去年に続いて染五郎・猿之助の弥次喜多珍道中。

八月の歌舞伎座の演目は本当は第一部、第二部、第三部と全部観たいのだけれど、
このところ宝塚や新感線まで手を出していてちょっとお財布も寂しくなりそうなので、第二部だけで我慢です。

でも、第二部だけでも十分満足。
期待を裏切らない面白さでした。

1.修善寺物語
  夜叉王 坂東彌十郎
  姉娘桂 市川猿之助
  源頼家 中村勘九郎
  晴彦  坂東巳之助
  妹娘楓 坂東新悟
  下田五郎 中村萬太郎
  金窪兵衛 片岡亀蔵
  修善寺の僧 坂東秀調

初世坂東好太郎と二世坂東吉弥の追善狂言。
伊豆国修善寺村に住む面作師夜叉王のもとへ将軍源頼家が依頼していた自分に似せた面の政策の催促にやってきます。
夜叉王は納得のいく面ができていないと言い張りますが、頼家の怒りを買い、見かねた娘桂が打ちあがっていた面を差し出します。
その面は死相が現れていると躊躇する夜叉王の言葉も聞かず、頼家はその面を気に入り、娘桂を連れ修善寺の御座所に戻ります。
果たしてそこには北条が放った追手が・・・。
源頼家暗殺を背景に、夜叉王の名人気質を描いたお話。
彌十朗の夜叉王がいいですね。

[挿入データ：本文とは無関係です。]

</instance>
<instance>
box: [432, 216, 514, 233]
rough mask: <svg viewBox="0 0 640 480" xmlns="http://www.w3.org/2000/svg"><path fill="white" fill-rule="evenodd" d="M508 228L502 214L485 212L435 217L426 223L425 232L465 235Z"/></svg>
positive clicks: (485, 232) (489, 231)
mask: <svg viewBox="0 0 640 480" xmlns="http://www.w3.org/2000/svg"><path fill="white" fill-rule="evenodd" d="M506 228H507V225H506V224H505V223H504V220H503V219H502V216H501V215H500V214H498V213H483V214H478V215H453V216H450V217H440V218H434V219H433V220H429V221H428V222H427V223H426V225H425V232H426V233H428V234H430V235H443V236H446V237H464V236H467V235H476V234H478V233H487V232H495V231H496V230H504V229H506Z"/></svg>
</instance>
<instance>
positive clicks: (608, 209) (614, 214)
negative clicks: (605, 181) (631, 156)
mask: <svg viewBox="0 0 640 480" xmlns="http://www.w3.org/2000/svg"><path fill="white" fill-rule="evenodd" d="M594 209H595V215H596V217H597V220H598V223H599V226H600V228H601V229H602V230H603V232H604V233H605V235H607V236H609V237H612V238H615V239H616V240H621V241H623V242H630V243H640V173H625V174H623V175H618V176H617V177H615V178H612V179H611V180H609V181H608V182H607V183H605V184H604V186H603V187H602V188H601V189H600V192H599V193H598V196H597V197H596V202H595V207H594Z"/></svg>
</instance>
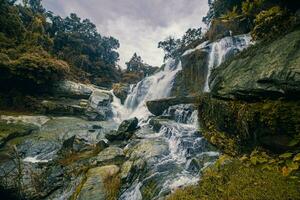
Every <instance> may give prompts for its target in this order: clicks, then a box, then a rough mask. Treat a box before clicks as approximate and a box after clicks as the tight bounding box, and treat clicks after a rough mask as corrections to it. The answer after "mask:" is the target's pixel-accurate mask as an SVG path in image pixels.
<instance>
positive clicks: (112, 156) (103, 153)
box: [94, 146, 125, 165]
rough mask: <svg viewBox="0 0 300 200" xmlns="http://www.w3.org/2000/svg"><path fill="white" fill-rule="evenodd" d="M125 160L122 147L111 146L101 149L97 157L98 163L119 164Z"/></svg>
mask: <svg viewBox="0 0 300 200" xmlns="http://www.w3.org/2000/svg"><path fill="white" fill-rule="evenodd" d="M124 161H125V154H124V152H123V150H122V149H121V148H118V147H115V146H110V147H108V148H106V149H104V150H103V151H101V152H100V153H99V154H98V155H97V156H96V158H95V160H94V163H96V164H97V165H99V164H101V165H105V164H116V165H119V164H121V163H123V162H124Z"/></svg>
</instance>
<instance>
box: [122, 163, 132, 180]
mask: <svg viewBox="0 0 300 200" xmlns="http://www.w3.org/2000/svg"><path fill="white" fill-rule="evenodd" d="M132 166H133V162H132V161H126V162H124V163H123V165H122V168H121V173H120V178H121V180H122V182H124V183H125V184H129V183H130V182H131V180H132V175H133V174H132Z"/></svg>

勘九郎の頼家も締まります。もちろん猿之助の桂も艶っぽくて良い。

2.東海道中膝栗毛 歌舞伎座捕物帖
  弥次郎兵衛 市川染五郎
  座元釜桐座衛門 市川中車
  瀬之川伊之助 坂東巳之助
  中山新五郎 坂東新悟
  芳沢綾人 中村隼人
  女房お蝶 中村児太郎
  関為三郎 坂東竹三郎
  喜多八 市川猿之助

染五郎・猿之助の宙乗りに始まり宙乗りに終わる、エンターテインメント活劇。
今回は二階席の前から二列目だったので、宙乗りが良く見えて楽しかった!
染五郎さんは来年には幸四郎さんになってしまうので、もうこんなドリフっぽいコントはやらないかしら。
このコンビ、最高なんですけどね。
お話は歌舞伎座で起こる殺人事件の謎解き物語。
この時かかっている演目は『義経千本桜』。
前半の巳之助さんがサイコーです。巳之助さん、猿之助さんにこういう役をもらえて幸せだわ。
今回特に良かったのは児太郎さんでしょうか。
あ、でもこの演目、ラストが2通りあるんだとか。観客の拍手でAかBか決めるんです。
今日はBだったので、あの人が犯人だったけど、Aだと反対になるのかな?うーん、気になる~。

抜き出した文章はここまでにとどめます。